The batcher has a suite of unit test which can be triggered by running
go test ./...
from this directory. There are also end-to-end tests in op-e2e
which integrate the batcher.
The architecture of this batcher implementation is shown on the left side of the following diagram:
Batch submitting (writing to the DA layer, in the middle of the diagram) works together with the derivation pipeline (on the right side of the diagram, reading from the DA layer) to progress the safe chain.
The philosophy behind the current architecture is:
- Blocks, channels and frames are kept around for as long as they might be needed, and discarded as soon as they are not needed. They are not moved from one part of state to another.
- We retain block data in a strict order for as long as necessary. We only garbage collect frames, channels and blocks when the safe head moves sufficiently and those structures have done their job.
- When something goes wrong, we rewind the state cursors by the minimal amount we need to get going again.
In the happy path, the batcher periodically:
- Enqueues unsafe blocks and dequeues safe blocks from the sequencer to its internal state.
- Enqueues a new channel, if necessary.
- Processes some unprocessed blocks into the current channel, triggers the compression of the block data and the creation of frames.
- Sends frames from the channel queue to the DA layer as (e.g. to Ethereum L1 as calldata or blob transactions).
- If there is more transaction data to send, go to 2. Else wait for a tick and go to 1.
The blockCursor
state variable tracks the next unprocessed block.
In each channel, the frameCursor
tracks the next unsent frame.
When an L2 unsafe reorg is detected, the batch submitter will reset its state, and wait for any in flight transactions to be ingested by the verifier nodes before starting work again.

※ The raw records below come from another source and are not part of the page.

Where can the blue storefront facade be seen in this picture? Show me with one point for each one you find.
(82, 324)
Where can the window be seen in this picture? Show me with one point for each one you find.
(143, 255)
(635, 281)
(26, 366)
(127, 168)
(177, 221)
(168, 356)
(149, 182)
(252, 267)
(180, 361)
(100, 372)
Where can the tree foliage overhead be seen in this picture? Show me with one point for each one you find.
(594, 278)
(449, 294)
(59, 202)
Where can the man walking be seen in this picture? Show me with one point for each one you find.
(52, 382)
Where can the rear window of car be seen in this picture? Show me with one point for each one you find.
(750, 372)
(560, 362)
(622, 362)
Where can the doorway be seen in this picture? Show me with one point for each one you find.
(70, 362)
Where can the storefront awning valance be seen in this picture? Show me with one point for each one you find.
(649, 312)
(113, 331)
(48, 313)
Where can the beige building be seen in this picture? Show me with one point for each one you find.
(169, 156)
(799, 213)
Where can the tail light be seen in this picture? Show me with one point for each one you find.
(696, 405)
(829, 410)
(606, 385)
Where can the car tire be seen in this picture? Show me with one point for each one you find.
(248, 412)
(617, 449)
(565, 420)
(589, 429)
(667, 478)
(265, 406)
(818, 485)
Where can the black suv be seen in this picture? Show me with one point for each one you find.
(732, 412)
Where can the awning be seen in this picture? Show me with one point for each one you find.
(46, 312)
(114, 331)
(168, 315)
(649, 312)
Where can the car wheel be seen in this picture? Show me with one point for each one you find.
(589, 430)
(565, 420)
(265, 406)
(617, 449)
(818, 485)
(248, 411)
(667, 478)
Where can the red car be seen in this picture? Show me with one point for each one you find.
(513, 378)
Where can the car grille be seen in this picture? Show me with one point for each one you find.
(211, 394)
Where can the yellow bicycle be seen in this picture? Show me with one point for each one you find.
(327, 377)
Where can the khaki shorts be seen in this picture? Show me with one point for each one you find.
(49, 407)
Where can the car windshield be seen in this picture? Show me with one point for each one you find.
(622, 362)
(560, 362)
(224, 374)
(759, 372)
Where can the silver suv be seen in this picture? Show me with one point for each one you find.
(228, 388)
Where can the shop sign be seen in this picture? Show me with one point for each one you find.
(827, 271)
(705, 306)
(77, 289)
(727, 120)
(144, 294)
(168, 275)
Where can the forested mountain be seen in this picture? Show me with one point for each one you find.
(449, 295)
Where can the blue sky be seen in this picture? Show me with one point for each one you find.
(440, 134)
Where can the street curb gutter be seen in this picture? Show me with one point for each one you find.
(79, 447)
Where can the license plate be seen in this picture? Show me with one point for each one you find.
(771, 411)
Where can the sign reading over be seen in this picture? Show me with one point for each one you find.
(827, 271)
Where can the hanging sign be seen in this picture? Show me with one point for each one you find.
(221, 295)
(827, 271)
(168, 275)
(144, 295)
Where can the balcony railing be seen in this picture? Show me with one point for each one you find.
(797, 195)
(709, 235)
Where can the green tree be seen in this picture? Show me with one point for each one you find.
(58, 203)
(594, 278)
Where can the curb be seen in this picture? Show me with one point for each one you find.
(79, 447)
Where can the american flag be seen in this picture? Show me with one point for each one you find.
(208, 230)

When a Tx fails, an asynchronous receipts handler is triggered. The channel from whence the Tx's frames came has its frameCursor
rewound, so that all the frames can be resubmitted in order.

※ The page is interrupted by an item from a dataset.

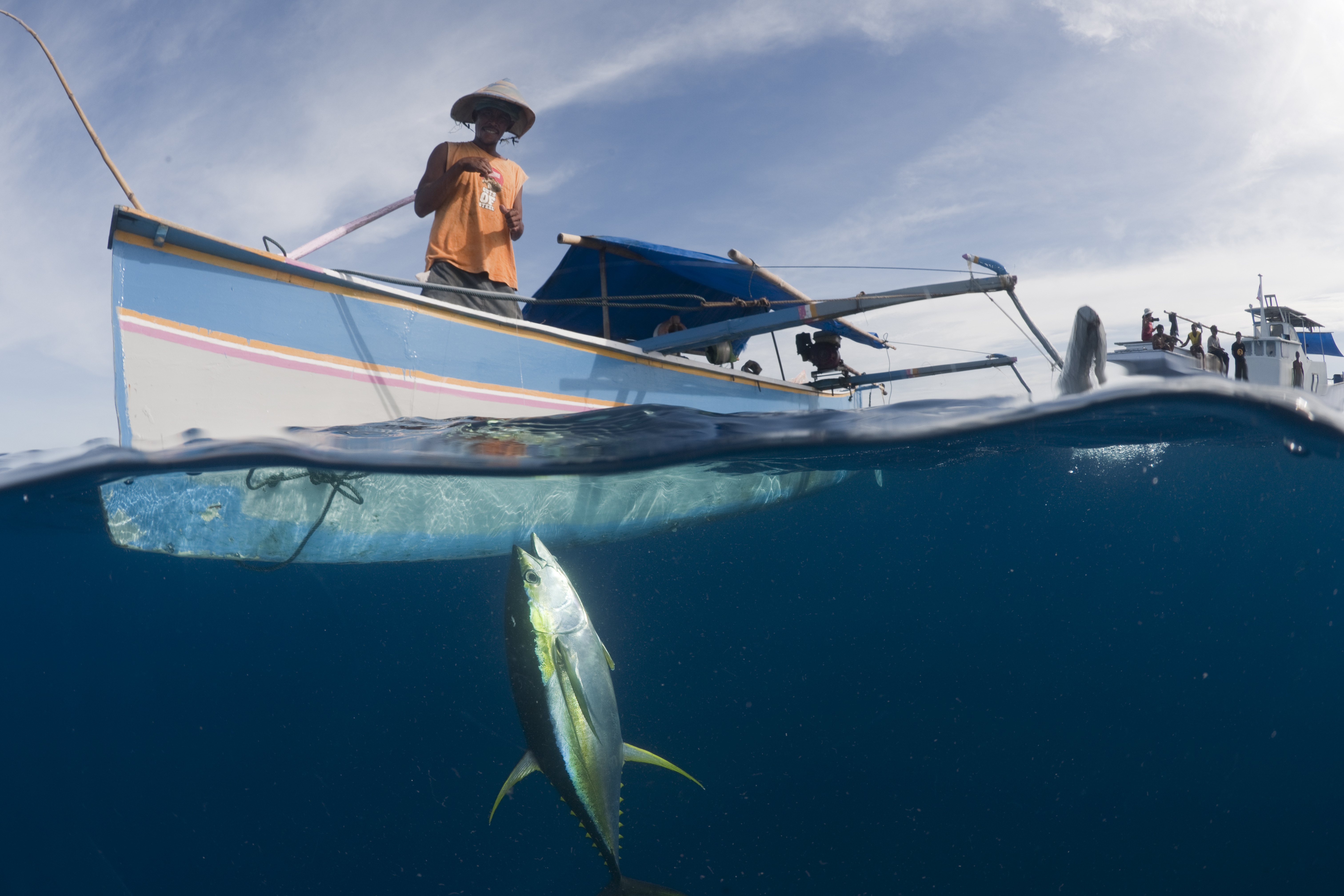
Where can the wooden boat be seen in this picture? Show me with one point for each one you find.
(234, 342)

When a Tx is confirmed, an asynchronous receipts handler is triggered. We only update the batcher's state if the channel timed out on chain. In that case, the blockCursor
is rewound to the first block added to that channel, and the channel queue is cleared out. This allows the batcher to start fresh building a new channel starting from the same block -- it does not need to refetch blocks from the sequencer.

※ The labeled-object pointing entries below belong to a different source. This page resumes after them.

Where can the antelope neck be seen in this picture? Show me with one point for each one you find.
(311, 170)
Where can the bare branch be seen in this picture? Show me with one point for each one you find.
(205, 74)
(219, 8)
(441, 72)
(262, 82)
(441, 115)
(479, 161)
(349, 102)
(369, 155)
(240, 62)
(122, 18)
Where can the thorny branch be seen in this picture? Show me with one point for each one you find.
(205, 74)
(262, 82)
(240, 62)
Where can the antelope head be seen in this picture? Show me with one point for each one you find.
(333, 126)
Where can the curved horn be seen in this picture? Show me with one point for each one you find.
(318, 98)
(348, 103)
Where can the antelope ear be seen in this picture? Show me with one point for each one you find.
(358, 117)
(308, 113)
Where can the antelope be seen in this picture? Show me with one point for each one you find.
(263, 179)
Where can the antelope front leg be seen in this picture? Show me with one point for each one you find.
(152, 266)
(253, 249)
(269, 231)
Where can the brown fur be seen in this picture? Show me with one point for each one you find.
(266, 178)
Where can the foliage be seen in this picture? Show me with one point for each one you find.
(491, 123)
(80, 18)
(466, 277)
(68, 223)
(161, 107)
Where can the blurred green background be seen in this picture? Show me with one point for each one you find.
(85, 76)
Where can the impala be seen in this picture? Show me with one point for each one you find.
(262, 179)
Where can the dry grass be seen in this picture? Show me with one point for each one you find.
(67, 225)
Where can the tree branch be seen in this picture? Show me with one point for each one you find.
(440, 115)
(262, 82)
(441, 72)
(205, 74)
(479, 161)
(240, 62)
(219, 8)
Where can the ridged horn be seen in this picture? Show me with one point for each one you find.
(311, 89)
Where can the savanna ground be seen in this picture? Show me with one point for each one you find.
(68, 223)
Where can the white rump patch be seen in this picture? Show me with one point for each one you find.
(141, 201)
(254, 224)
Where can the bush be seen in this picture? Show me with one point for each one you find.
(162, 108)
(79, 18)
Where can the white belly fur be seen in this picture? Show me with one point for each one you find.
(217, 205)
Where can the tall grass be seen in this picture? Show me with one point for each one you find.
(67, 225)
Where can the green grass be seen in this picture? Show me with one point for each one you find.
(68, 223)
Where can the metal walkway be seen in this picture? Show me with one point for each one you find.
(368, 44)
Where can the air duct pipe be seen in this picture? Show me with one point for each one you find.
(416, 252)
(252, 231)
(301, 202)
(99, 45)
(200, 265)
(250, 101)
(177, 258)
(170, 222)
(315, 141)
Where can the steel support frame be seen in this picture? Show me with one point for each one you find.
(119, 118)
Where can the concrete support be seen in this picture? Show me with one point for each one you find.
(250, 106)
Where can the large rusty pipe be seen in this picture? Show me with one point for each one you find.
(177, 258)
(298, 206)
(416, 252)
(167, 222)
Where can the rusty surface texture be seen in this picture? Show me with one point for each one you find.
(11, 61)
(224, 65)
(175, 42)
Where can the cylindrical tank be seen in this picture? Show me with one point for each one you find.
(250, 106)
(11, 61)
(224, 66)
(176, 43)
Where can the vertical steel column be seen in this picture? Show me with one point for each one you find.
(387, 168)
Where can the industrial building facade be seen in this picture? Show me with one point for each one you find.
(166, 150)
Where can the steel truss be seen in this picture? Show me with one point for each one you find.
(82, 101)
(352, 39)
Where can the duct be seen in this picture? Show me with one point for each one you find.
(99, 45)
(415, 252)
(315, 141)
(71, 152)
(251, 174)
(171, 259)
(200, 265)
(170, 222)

At the current time, the batcher should be optimized for correctness, simplicity and robustness. It is considered preferable to prioritize these properties, even at the expense of other potentially desirable properties such as frugality. For example, it is preferable to have the batcher resubmit some data from time to time ("wasting" money on data availability costs) instead of avoiding that by e.g. adding some persistent state to the batcher.
The batcher can almost always recover from unforeseen situations by being restarted.
Some complexity is permitted, however, for handling data availability switching, so that the batcher is not wasting money for longer periods of time.
A chain can potentially experience an influx of large transactions whose data availability requirements exceed the total throughput of the data availability layer. While this situation might resolve on its own in the long term through the data availability pricing mechanism, in practice this feedback loop is too slow to prevent a very large backlog of data from being produced, even at a relatively low cost to whomever is submitting the large transactions. In such circumstances, the safe head can fall significantly behind the unsafe head, and the time between seeing a transaction (and charging it a given L1 data fee) and actually posting the transaction to the data availability layer grows larger and larger. Because DA costs can rise quickly during such an event, the batcher can end up paying far more to post the transaction to the DA layer than what can be recovered from the transaction's data fee.
To prevent a significant DA backlog, the batcher can instruct the block builder (via op-geth's miner RPC API) to impose thresholds on the total DA requirements of a single block, and/or the maximum DA requirement of any single transaction. In the happy case, the batcher instructs the block builder to impose a block-level DA limit of OP_BATCHER_THROTTLE_ALWAYS_BLOCK_SIZE, and imposes no additional limit on the DA requirements of a single transaction. But in the case of a DA backlog (as defined by OP_BATCHER_THROTTLE_THRESHOLD), the batcher instructs the block builder to instead impose a (tighter) block level limit of OP_BATCHER_THROTTLE_BLOCK_SIZE, and a single transaction limit of OP_BATCHER_THROTTLE_TRANSACTION_SIZE.
Link to open issues with the op-batcher
tag.
The batcher launches L1 transactions in parallel so that it can achieve higher throughput, particularly in situations where there is a large backlog of data which needs to be posted. Sometimes, transactions can get stuck in the L1 mempool. The batcher does have functionality to clear these stuck transactions, but it is not completely reliable.
The automatic data availability switching behavior is a somewhat new feature which may still have some bugs in it.